Datasets and availability

By on

Occasionally, GroupLens receives requests for datasets that we possess. In many cases, we are able to provide this data as we have with the Movielens rating datasets. One of the data collections that we have is a 10% sample of Wikipedia page requests (essentially every 10th HTTP request), since April 2007. This data accumulates at a rate of about 5 GB/day, and we currently have around 4 TB of unprocessed compressed data. This is approximately 40 TB when uncompressed. While we sometimes get requests for this data, the sheer size of it makes it difficult for us to make it available for download.
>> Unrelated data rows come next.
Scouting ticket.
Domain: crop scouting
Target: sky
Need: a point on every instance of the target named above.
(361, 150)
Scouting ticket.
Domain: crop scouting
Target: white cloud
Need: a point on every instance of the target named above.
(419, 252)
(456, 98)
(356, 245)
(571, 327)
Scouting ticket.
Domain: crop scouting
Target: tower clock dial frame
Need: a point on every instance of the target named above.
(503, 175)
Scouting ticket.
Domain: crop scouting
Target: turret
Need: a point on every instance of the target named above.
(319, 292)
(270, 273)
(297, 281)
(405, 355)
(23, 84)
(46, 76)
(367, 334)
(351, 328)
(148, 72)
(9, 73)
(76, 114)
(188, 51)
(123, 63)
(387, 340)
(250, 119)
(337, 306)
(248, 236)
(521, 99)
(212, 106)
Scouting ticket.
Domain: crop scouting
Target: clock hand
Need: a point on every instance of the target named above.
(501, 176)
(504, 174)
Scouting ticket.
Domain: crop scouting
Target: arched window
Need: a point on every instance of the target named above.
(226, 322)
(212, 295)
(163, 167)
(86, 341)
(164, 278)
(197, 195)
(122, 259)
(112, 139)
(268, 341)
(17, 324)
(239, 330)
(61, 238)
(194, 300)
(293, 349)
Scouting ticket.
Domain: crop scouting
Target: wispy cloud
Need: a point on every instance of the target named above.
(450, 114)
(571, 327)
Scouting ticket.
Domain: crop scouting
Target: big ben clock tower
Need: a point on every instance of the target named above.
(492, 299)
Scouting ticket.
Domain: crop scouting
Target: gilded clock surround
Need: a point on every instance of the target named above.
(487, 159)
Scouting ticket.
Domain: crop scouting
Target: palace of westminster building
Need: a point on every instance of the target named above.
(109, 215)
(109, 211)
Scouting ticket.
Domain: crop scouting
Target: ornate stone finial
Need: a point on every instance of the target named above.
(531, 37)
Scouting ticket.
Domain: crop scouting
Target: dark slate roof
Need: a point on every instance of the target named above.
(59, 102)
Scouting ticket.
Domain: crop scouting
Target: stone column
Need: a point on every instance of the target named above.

Although we cannot make this data available for download, depending on your request and our availability, we may be able to collaborate with you by performing the analysis you need on our data.
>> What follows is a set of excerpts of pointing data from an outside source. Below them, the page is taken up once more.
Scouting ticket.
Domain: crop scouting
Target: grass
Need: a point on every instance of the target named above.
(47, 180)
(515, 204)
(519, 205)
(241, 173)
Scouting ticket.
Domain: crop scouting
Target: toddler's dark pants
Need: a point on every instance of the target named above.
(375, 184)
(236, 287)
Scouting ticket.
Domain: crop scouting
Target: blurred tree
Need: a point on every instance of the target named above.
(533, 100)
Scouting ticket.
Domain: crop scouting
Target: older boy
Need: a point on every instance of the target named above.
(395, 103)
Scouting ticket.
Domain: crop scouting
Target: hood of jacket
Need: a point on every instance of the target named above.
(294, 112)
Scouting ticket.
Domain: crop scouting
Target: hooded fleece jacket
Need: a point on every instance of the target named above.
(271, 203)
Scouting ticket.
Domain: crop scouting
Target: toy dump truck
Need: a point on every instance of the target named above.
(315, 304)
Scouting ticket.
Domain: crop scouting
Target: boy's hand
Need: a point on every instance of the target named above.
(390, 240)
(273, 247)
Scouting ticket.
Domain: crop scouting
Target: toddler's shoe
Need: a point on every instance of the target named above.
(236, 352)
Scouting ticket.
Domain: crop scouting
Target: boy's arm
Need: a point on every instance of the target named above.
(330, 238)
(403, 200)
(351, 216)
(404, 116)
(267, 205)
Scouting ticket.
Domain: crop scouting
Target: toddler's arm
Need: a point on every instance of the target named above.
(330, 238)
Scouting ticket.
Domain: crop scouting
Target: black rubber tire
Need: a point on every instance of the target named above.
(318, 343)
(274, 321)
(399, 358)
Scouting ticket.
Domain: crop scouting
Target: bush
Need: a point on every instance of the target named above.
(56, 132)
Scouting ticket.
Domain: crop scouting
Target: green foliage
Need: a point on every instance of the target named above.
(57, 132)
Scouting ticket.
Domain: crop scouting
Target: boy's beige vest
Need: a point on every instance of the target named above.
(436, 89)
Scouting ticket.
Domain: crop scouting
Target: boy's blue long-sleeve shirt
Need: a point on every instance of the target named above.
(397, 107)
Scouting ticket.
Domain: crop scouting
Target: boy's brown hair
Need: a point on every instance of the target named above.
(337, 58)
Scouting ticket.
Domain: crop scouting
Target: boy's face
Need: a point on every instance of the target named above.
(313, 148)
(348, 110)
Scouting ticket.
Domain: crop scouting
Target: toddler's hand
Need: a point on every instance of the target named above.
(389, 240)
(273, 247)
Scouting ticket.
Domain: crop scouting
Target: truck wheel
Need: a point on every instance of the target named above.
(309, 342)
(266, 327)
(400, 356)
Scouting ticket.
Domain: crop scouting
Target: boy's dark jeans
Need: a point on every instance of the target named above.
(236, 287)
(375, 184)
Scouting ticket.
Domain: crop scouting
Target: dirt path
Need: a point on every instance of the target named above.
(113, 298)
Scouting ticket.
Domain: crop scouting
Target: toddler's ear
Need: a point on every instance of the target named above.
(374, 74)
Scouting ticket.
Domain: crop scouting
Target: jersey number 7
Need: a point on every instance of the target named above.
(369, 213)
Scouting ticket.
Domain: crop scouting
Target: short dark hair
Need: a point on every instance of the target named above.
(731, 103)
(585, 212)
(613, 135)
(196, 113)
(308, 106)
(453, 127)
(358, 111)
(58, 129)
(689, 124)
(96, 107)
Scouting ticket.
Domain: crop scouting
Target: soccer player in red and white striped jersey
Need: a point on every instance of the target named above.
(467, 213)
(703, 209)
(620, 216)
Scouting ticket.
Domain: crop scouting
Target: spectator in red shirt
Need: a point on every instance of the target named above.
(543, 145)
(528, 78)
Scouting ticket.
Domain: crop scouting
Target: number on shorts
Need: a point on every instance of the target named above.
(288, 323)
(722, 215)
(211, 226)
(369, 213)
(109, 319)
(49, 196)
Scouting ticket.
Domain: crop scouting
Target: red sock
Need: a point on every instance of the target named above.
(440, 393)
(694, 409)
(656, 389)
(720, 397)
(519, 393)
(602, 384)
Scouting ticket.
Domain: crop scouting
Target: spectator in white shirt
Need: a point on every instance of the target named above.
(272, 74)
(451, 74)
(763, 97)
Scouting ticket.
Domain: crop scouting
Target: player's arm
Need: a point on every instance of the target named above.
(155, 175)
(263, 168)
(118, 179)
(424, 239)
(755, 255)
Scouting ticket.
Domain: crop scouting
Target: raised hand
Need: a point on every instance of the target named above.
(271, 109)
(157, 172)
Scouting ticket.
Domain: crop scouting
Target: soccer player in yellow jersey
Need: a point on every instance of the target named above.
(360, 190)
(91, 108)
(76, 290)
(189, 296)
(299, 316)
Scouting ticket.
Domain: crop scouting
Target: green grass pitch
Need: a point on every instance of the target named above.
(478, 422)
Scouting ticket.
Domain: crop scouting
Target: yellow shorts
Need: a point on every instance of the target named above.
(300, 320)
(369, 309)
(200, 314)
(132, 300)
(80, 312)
Also, we are not the only ones who have view data of Wikipedia. There are several other sources that have data on page views. Here are some of these resources and the type of data that they have available:

  • stats.grok.se – Provides data on per-page view counts by month.
  • dammit.lt/wikistats – Has files containing hourly per-page view count snapshots, with archives that currently go back to October 2009.
  • Wikipedia Page Traffic Statistics on AWS – Hourly traffic statistics for a 7 month window (October 2008 – April 2009) are available on Amazon Web Services. This data was assembled from files that were available from dammit.lt/wikistats at the time.